ZAGREB (Croatia), February 1 (SeeNews) – Foreign investors would like to see Serbia as pro-European and consider incumbent President Boris Tadic a far better option then his nationalist rival Tomislav Nikolic in the presidential run-off vote on Sunday, a foreign fund manager said.
"I think that in the eyes of investors Nikolic will be a poor choice," Miroslav Jelicic- Purko, board member of Croatian fund manager Aureus Invest, said. "We perceive a European orientation as vital for Serbia and given that a certain fear still exists among foreign investors, the pick of Nikolic as the country’s president could jeopardise the inflow of capital," he said.
"The political rhetoric of Nikolic could create uncertainty on the market," the fund manager added.
Pro-Western Tadic is seen with a slender lead over Nikolic in the voting on Sunday, according to a poll this week. Nikolic led by nearly five percent in the first round, held on January 20 when he won almost 40% of the votes cast, versus some 35% for Tadic.
While the position of president is largely ceremonial, some political analysts consider this vote important, as a victory for Nikolic is seen as the way back to Serbia's turbulent nationalist past, while reformist Tadic is expected to keep the ex-Yugoslav country on track for building closer ties with the European Union.
The EU initialed a Stabilisation and Association Agreement (SAA) with Serbia in November last year and Serbia hopes to attain candidate status by the end of 2008. The SAA is a contractual agreement with the EU, which examines the legal, economic, industrial and social reforms that the country will have to introduce to meet European standards and create a free trade area. The EU also provides technical and financial support to help the partner country implement the agreement.
"Tadic is a much more favorable option, for the sake of political stability but another question is how will the president position himself and what will be his power," Jelicic said.
The choice of the next president is also related to another big problem in Serbia, the status of Kosovo. Ethnic Albanians, who make up 90% of the population of this U.N.-run southern Serbian province, are insisting on independence, which is staunchly opposed by Belgrade.
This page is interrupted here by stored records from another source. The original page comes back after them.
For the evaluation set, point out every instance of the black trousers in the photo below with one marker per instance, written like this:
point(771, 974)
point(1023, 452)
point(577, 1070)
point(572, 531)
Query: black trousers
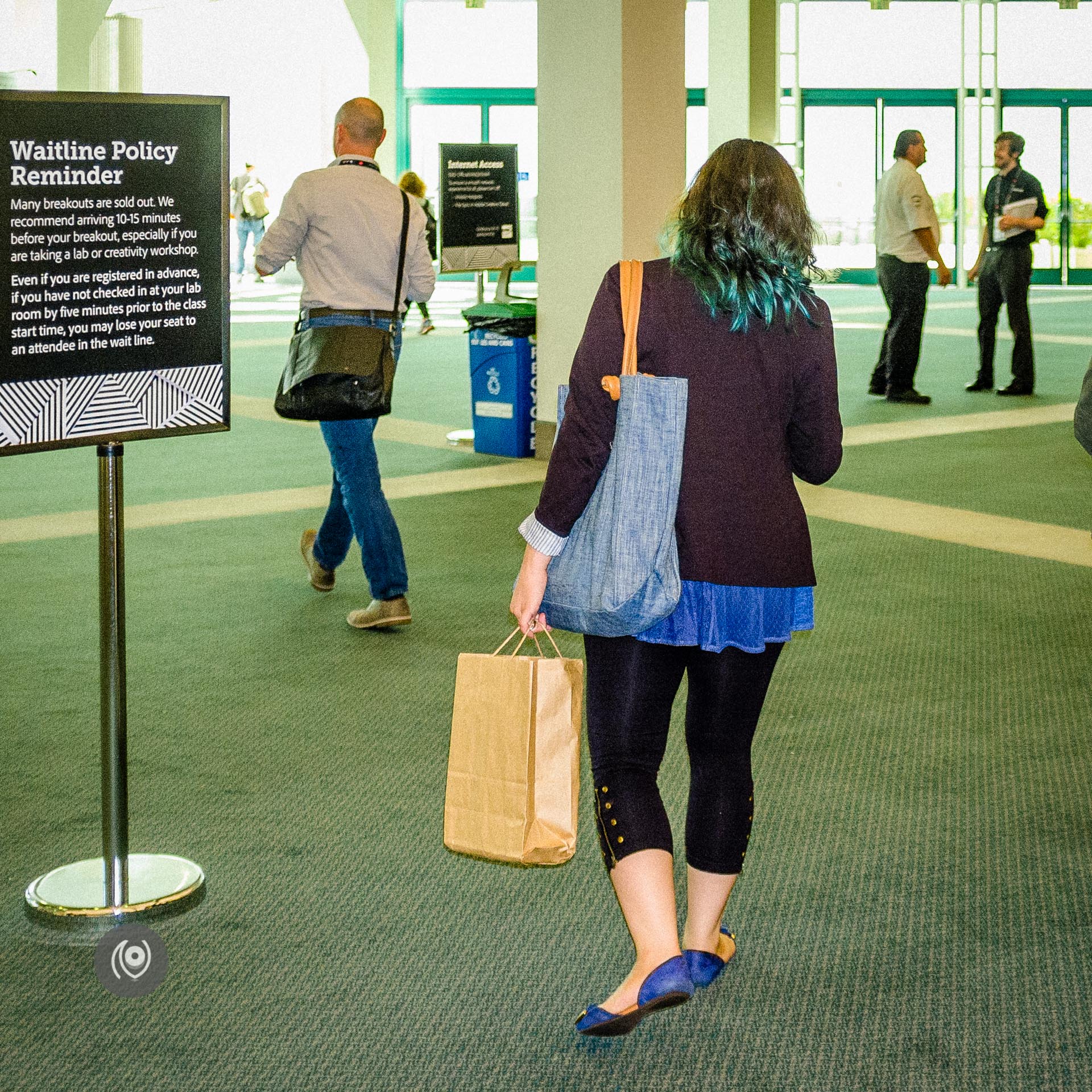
point(1005, 279)
point(905, 287)
point(631, 686)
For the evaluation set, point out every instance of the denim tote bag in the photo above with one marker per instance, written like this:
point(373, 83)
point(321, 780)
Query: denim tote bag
point(619, 570)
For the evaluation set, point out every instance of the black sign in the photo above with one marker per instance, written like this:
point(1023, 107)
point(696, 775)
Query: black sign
point(479, 209)
point(114, 312)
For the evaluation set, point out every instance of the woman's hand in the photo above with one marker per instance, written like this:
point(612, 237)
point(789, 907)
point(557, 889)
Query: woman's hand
point(530, 588)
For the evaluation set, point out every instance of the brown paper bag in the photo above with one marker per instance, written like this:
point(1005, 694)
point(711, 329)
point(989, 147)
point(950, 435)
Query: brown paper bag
point(514, 770)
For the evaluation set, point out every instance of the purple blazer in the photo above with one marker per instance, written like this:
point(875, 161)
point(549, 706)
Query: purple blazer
point(763, 407)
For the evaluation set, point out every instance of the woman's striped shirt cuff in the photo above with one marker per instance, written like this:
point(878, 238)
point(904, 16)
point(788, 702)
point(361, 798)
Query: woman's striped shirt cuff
point(542, 539)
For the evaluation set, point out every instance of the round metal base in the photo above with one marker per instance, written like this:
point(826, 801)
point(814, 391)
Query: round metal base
point(75, 895)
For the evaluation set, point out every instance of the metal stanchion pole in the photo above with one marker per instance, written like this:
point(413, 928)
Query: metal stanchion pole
point(111, 643)
point(119, 886)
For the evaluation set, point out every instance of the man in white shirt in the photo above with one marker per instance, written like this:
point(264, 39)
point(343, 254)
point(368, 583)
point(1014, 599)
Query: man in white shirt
point(908, 234)
point(343, 226)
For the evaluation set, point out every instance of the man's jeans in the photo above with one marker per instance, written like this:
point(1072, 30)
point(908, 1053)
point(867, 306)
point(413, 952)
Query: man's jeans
point(1005, 279)
point(905, 287)
point(244, 229)
point(357, 505)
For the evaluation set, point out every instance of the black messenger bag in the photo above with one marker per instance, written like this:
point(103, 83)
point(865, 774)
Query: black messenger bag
point(342, 373)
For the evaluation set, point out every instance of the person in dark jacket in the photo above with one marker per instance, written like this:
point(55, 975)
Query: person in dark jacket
point(733, 312)
point(1082, 417)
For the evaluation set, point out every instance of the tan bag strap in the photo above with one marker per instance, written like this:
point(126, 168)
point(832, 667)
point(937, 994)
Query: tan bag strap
point(631, 274)
point(630, 278)
point(533, 637)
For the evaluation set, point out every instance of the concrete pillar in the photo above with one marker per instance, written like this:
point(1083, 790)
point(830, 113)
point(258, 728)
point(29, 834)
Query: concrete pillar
point(117, 56)
point(376, 22)
point(743, 70)
point(77, 26)
point(27, 44)
point(612, 154)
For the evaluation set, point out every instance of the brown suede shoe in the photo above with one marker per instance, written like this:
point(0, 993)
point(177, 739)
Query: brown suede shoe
point(379, 614)
point(322, 580)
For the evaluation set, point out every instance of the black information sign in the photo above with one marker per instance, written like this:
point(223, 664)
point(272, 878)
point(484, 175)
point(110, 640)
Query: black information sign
point(479, 206)
point(114, 309)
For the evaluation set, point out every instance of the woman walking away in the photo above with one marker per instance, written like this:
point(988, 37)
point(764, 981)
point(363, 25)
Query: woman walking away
point(732, 312)
point(414, 185)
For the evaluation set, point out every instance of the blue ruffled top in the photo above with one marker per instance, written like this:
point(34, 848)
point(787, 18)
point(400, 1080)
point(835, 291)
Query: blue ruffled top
point(714, 616)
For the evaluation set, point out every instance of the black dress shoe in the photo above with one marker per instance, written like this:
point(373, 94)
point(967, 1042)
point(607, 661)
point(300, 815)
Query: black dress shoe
point(911, 396)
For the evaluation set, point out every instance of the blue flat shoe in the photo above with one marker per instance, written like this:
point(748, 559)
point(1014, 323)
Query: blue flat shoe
point(706, 967)
point(669, 984)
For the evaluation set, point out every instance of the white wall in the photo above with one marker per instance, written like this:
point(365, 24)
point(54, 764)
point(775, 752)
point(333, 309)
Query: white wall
point(287, 65)
point(28, 41)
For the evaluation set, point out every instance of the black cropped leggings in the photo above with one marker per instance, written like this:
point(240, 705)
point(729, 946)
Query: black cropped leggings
point(630, 688)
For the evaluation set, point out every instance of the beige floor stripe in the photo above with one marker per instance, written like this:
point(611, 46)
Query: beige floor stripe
point(997, 533)
point(169, 512)
point(917, 427)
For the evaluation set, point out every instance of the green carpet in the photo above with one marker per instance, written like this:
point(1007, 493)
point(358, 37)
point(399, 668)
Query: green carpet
point(915, 911)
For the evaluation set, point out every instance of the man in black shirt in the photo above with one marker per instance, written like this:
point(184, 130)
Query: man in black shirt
point(1015, 212)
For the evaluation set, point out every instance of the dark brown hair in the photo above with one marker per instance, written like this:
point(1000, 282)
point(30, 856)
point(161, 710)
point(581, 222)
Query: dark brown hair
point(744, 236)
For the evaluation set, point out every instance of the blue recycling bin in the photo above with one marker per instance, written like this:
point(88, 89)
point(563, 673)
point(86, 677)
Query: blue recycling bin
point(503, 378)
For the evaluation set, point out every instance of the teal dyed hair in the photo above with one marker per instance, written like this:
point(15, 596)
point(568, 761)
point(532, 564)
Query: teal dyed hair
point(743, 235)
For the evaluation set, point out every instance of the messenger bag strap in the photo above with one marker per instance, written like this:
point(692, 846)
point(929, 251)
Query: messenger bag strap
point(402, 258)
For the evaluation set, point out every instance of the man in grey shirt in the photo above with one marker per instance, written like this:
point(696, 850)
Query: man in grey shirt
point(343, 224)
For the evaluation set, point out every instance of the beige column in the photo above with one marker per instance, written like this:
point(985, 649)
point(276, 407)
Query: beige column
point(612, 153)
point(743, 70)
point(376, 22)
point(78, 23)
point(117, 56)
point(27, 44)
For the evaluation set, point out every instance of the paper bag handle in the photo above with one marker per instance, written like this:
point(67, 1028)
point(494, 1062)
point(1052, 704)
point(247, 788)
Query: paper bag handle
point(533, 637)
point(630, 279)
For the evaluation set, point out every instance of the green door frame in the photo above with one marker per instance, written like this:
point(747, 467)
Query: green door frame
point(1063, 100)
point(876, 97)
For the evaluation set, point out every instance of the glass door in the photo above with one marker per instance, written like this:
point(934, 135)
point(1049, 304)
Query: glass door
point(519, 125)
point(840, 186)
point(849, 140)
point(1079, 149)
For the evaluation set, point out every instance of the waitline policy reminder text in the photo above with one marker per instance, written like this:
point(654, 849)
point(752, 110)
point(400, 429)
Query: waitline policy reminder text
point(109, 244)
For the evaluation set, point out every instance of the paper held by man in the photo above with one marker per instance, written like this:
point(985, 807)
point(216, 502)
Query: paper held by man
point(1021, 210)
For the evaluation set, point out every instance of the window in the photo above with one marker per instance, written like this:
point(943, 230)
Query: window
point(1039, 45)
point(449, 45)
point(911, 45)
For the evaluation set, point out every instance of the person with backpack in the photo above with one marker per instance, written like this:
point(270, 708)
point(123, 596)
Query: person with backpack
point(249, 210)
point(414, 185)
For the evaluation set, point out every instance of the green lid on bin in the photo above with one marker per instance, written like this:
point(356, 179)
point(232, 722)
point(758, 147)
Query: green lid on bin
point(518, 309)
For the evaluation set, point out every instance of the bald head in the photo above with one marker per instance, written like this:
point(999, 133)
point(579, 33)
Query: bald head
point(358, 128)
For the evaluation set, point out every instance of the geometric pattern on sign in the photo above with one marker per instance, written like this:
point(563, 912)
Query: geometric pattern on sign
point(43, 411)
"Most European countries consider that Kosovo should become independent and that problem will be quickly solved if Tadic is chosen, while with Serbia headed by Nikolic, that process could be prolonged," Jelicic said.
"I believe that with Tadic as president, Serbia, which has recently launched voucher privatisation, will carry out this process along with the country’s other economic reforms, much faster," he said. And again, another question is how successful will Serbia be in these processes, given that it is a relatively young country burdened with a socialist past.
Jelicic declined to give any forecast for the expected performances of the markets in southeastern Europe to avoid possible misinterpretations that could be seen as conflict of interest. Aureus Invest invests across the former Yugoslav countries. Its equity fund was the most successful Croatian fund in 2006 with an almost 69% annual return.
"All markets have room to grow but in the context of a possible U.S. recession and global economic slowdown, the fundamental approach towards companies’ becomes questionable," he said, adding that now the market puts under the magnifying glass every piece of negative news flow.
All the markets of former Yugoslav countries are very small and fragmented. Most quality investors would not even consider making investments in this region if they were not settled both legally and politically. "These markets have no chance [to attract serious investors] until politicians realise this," he added.
Mostly Croatian and Slovenian investors put their money on the volatile equity market of Serbia as they know the situation in the country, rather than investors who are not from the region.
"Our region has always been seen as relatively stable in our own eyes, and unstable in the eyes of others," he said.
The main Belex share index of the Belgrade stock exchange has lost some 5.0% since the beginning of the year.
The political uncertainty in Serbia has impacted share prices there and intensified the drops caused by panic on global markets earlier this year, Jelicic said. However, the political factors were not decisive and within the region, the global woes hit to the largest extent the value of Slovenian mutual funds, although Slovenia is politically the most stable part of the former Yugoslavia, he said. In his view, the second most stable is Croatia, followed by Montenegro, Macedonia, Bosnia and Serbia.
"The solution of every problem will positively affect the markets of these countries but instead of solutions to these problems we see them deepening," he said, referring to Kosovo and war-divided Bosnia.